De pronto hay algo donde antes no había nada. De un momento a otro la desolación se ha convertido en fervor y la esterilidad en deslumbramiento. En la conciencia vacía o en la hoja o en la pantalla en blanco ahora hay una primera frase o un verso completo. En la imaginación ha surgido una música llegada de no se sabe dónde. Las horas o días de trabajo tedioso quedan cancelados por una súbita sensación de ligereza. Lo imposible ahora se ha alcanzado sin apariencia de empeño. Lo que era difícil se ha vuelto fácil o ha resultado ser difícil y fácil a la vez. El esfuerzo consciente se ha revelado superfluo porque alguien que no parece exactamente uno mismo ha susurrado una solución. A partir de ahora el trabajo no será menos exigente, pero sí más fluido y más grato.

La palabra susurrar es adecuada: la inspiración es un soplo. Las imágenes que aluden a esa experiencia contienen el aliento y también la luz: la claridad súbita que revela lo hasta entonces oculto. En el querido vocabulario de los cómics la idea súbita es una bombilla que se enciende en el cerebro o encima de él, quizás derivada de las lenguas de fuego que señalaron la presencia del Espíritu Santo sobre las cabezas de los apóstoles.

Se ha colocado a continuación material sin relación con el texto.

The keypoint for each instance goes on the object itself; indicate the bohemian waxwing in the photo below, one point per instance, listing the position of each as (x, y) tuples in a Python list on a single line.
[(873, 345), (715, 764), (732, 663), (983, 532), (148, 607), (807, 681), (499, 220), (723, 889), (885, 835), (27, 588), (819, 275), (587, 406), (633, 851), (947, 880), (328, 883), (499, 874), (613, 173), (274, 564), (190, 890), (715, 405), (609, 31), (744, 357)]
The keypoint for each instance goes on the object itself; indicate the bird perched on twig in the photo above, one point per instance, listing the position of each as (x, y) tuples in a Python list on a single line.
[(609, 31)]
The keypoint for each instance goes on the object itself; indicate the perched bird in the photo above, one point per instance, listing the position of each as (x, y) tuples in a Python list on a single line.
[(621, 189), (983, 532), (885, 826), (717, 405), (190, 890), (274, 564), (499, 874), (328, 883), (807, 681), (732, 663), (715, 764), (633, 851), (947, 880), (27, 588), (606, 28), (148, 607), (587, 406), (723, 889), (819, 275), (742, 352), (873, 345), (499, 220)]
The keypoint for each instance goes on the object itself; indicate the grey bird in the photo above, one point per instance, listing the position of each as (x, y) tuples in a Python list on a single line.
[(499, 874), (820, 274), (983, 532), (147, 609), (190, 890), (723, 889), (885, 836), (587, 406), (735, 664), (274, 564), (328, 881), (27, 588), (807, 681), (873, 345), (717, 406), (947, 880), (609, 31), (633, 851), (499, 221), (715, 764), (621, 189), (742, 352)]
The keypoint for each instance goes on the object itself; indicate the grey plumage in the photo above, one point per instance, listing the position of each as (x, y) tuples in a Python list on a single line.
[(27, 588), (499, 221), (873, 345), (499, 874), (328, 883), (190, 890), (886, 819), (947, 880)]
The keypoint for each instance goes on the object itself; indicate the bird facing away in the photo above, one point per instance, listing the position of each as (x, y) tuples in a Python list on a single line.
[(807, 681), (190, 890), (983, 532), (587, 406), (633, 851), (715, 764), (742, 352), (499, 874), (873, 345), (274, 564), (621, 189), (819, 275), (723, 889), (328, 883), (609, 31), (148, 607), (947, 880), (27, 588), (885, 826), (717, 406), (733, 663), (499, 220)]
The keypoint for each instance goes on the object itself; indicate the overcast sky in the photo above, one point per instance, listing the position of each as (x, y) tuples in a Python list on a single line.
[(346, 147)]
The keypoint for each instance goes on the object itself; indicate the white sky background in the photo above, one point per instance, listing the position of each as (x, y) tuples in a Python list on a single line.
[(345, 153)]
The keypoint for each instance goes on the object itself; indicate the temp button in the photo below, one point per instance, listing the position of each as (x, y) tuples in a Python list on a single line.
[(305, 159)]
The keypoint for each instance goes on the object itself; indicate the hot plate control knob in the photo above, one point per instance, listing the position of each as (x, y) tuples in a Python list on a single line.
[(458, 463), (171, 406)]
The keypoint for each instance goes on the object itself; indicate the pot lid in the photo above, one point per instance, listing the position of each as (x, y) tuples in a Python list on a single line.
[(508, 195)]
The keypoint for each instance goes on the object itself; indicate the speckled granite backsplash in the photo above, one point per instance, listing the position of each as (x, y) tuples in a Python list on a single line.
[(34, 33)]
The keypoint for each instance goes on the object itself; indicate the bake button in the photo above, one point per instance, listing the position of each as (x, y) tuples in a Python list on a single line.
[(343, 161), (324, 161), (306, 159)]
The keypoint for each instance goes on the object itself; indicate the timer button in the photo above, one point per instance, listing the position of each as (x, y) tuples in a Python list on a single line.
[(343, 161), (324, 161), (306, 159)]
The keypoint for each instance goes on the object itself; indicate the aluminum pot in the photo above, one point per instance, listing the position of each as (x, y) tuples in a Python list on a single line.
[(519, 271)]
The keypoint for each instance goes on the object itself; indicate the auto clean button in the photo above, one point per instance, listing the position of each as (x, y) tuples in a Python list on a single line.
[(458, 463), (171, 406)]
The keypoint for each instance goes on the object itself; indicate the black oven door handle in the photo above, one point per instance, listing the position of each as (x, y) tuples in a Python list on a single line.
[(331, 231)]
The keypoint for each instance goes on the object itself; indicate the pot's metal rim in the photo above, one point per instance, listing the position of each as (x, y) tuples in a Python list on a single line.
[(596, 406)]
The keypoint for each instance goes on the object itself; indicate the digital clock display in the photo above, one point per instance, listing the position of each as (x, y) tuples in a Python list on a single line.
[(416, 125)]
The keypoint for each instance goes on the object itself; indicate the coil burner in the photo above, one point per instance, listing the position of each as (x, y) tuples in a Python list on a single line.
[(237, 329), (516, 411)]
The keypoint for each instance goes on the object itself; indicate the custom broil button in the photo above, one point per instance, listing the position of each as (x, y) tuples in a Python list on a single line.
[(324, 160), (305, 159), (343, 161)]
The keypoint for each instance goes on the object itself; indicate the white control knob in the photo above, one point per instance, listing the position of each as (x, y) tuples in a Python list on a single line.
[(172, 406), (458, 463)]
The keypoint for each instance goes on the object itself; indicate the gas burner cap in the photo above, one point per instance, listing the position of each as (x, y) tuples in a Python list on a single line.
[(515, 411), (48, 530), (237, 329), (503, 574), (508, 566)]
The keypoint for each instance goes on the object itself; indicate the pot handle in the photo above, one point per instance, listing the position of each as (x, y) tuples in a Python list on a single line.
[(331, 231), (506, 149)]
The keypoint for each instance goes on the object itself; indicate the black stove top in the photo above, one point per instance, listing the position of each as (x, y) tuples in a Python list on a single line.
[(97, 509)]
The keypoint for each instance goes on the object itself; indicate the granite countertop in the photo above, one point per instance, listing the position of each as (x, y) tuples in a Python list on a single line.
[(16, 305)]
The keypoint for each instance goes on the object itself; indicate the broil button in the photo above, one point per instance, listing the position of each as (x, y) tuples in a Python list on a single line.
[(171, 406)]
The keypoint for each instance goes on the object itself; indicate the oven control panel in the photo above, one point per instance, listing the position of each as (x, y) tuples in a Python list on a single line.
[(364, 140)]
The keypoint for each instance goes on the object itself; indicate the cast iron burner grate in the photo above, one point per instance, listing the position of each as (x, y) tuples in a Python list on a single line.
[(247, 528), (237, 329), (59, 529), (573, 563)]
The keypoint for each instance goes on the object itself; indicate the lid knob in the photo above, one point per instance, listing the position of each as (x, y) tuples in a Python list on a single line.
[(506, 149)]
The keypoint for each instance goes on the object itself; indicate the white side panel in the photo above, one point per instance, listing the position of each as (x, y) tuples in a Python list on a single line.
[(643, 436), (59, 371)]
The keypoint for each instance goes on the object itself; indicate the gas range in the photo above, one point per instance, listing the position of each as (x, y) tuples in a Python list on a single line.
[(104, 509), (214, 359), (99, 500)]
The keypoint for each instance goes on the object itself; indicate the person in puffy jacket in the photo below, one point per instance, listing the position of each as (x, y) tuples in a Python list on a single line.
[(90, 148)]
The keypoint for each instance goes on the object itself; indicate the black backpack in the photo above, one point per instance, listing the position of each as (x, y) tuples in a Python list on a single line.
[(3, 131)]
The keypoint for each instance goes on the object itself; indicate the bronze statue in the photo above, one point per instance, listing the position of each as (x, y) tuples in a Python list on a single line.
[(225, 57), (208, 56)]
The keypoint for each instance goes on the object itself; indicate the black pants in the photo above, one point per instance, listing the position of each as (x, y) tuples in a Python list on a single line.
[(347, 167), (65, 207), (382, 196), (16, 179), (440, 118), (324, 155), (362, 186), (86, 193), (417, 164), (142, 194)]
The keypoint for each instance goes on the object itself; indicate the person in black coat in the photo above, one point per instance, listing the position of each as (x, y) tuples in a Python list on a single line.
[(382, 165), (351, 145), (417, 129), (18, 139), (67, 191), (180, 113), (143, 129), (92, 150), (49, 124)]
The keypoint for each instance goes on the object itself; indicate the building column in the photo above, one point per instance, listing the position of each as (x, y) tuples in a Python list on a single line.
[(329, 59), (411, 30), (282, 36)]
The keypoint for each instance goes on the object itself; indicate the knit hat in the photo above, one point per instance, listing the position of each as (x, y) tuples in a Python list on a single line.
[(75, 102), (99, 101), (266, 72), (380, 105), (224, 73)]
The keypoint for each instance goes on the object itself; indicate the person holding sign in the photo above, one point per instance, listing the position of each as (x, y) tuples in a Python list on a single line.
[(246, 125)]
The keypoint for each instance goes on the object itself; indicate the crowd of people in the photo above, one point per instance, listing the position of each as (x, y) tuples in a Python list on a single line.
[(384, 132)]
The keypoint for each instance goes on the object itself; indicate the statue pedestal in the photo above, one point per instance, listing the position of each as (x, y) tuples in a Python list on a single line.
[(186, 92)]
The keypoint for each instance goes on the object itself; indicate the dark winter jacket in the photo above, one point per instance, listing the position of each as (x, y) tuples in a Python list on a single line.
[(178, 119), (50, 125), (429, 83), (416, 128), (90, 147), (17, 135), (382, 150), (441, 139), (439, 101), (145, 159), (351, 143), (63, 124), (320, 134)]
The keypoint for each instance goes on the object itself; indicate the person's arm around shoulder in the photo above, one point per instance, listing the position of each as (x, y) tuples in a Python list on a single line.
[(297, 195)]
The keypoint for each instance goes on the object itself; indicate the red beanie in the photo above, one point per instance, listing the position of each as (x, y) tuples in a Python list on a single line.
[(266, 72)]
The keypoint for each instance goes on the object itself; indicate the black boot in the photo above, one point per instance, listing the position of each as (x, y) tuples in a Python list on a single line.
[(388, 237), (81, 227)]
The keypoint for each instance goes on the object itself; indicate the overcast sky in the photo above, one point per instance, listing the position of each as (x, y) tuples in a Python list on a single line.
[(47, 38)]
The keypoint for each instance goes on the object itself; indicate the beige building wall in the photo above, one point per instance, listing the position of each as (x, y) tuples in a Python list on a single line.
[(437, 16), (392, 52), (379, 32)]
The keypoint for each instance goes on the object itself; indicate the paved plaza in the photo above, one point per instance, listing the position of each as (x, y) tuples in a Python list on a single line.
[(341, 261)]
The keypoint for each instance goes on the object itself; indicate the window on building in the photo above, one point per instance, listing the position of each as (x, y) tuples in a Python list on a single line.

Los símbolos evolucionan con la tecnología: la inspiración es una llama cuando la noche se iluminaba con candelas de aceite y una bombilla en la era de la electricidad.

Cualquiera que haga tareas que requieren algún tipo de invención conoce tales momentos, pero elude mencionarlos, por miedo a los malentendidos: a no ser tomado en serio, a ser tomado por un místico o un romántico, a que se piense que si todo depende de una ocurrencia súbita no hay mayor mérito en el logro, o cualquiera puede aspirar a él. El problema se agrava en sociedades ásperas que desconfían de la inteligencia y consideran parásitos o estafadores a quienes de un modo u otro dedican sus vidas a trabajos relacionados con ella.

Para que los profesores lo miren con la adecuada seriedad y para que sus paisanos no lo apedreen o al menos no lo miren como a un payaso el escritor, el artista o el músico engolan la voz al hablar de sus oficios, y resaltan con razón la parte que hay en ellos, siempre, de entrega y disciplina, de tesón y control, de revisión permanente. Pero rara vez hablan, hablamos, de aquello sin lo cual todo el esfuerzo y toda la perseverancia no sirven para nada y no llevan a ninguna parte, esa revelación súbita de la que nace muchas veces una canción, una historia, un poema, el prodigio inexplicable de lo que no es el resultado del pensamiento racional, ni del propósito consciente, sino del más puro azar, lo que llega no cuando se lo busca y se lo espera, sino precisamente cuando se ha dejado de buscar, cuando se estaba buscando con obstinación otra cosa.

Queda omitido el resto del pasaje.